- Born: Portland, Oregon, United States
- Citizenship: United States
- Occupation: Dermatologist
- Known for: Discovery of snRNP; STEP bioassay; research on Smoothened as GPCR
- Medical career
- Profession: Physician
- Field: Dermatology; Molecular biology
- Sub-specialties: Dermatology; Molecular biology; GPCR research
- Research: snRNP; GPCR bioassays

= Michael R. Lerner =

Michael R. Lerner is an American dermatologist and biomedical researcher. He has held academic appointments at Yale University, University of Texas Southwestern Medical Center, and the University of California, San Diego, and has worked in the pharmaceutical industry at Arena Pharmaceuticals.

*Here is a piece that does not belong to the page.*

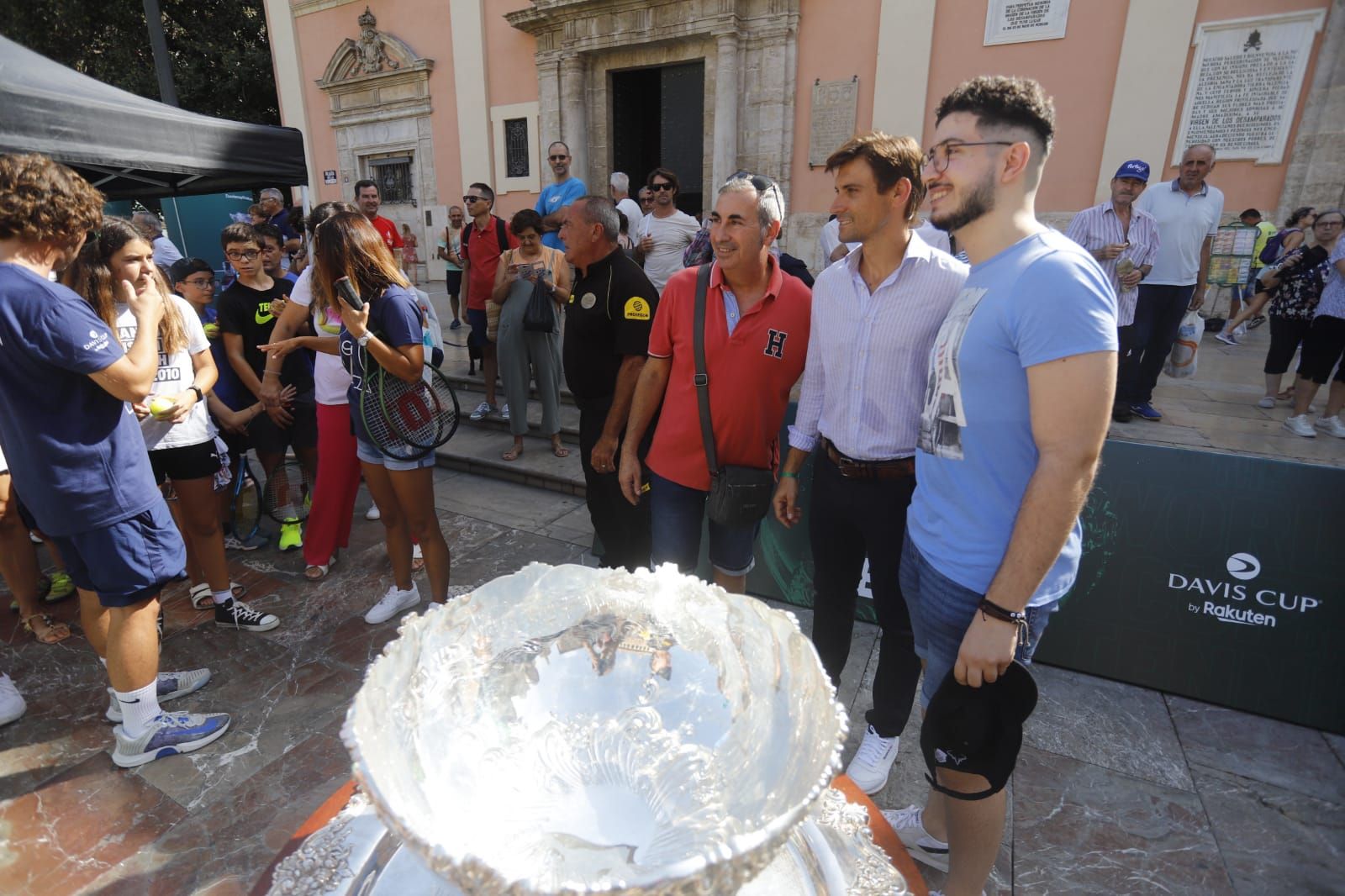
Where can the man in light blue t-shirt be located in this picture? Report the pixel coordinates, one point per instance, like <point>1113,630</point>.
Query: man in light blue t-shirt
<point>1015,410</point>
<point>557,195</point>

He discovered snRNPs with Joan A. Steitz, STEP (with Paul Lombroso), created the melanophore-based GPCR bioassay, and demonstrated that Smoothened is a GPCR.

== Early life and education ==
Lerner studied chemistry at the University of Pennsylvania, receiving a Bachelor of Arts degree in 1974. He subsequently attended Yale University School of Medicine, where he earned both a medical degree and a PhD in molecular biophysics and biochemistry in 1981.

== Career ==
In 1979 and 1980 Lerner and Joan A. Steitz published two foundational papers, using autoantibodies from systemic lupus erythematosus patients to isolate and identify snRNPs and establish their crucial function in pre-mRNA splicing.

Lerner rejoined Yale School of Medicine in 1983.

In collaboration with Paul J. Lombroso and Gregory Murdoch, Lerner participated in the molecular characterization of a protein-tyrosine phosphatase enriched in the striatum. The protein was subsequently known as striatal-enriched protein tyrosine phosphatase (STEP), a brain-specific protein-tyrosine phosphatase that has been studied in relation to neuronal signaling and synaptic function.

In 1996, Lerner joined the University of Texas Southwestern Medical Center in Dallas, where he became an associate professor of Dermatology and Pharmacology.

== Awards ==
Lerner's honors include the Charles E. Culpeper Fellowship in 1980, the Wilson S. Stone Memorial Award in 1981, a Helen Hay Whitney Foundation Fellowship in 1983, the Lee C. Howley, Sr. Prize for Arthritis Research in 1984, and a McKnight Scholar award.

He was a scientist with the Howard Hughes Medical Institute from 1986 to 1994.

In 1992, he was elected to the American Society for Clinical Investigation.

== Selected publications ==

- Lerner, Michael R.; Steitz, Joan A. (1979). "Antibodies to small nuclear RNAs complexed with proteins are produced by patients with systemic lupus erythematosus". Proceedings of the National Academy of Sciences 76: 5495–5499.
- Lerner, Michael R.; Boyle, John A.; Mount, Stephen M.; Wolin, Sandra L.; Steitz, Joan A. (1980). "Are snRNPs involved in splicing?". Nature 283: 220–224.
- Lerner, Michael R.; Boyle, John A.; Steitz, Joan A. (1981). "Two novel classes of small ribonucleoproteins detected by antibodies associated with systemic lupus erythematosus". Science 211: 400–402.
- Lerner, Michael R.; Reagan, James; Gyorgyi, Tamas; Roby, Annette (1988). "Olfaction by melanophores: What does it mean?". Proceedings of the National Academy of Sciences 85: 261–264.
- Vogt, Robert G.; Rybczynski, Robert; Lerner, Michael R. (1991). "Molecular cloning and sequencing of General-Odorant Binding Proteins GOBP1 and GOBP2 from the Tobacco Hawk Moth Manduca sexta". Journal of Neuroscience 11: 2972–2984.
- Buzard, Daniel J.; Thatte, Jay; Lerner, Michael; Edwards, John; Jones, Robert M. (2008). "Recent progress in the development of S1P1 receptor agonists for the treatment of inflammatory and autoimmune disorders". Expert Opinion on Therapeutic Patents 18: 1141–1159.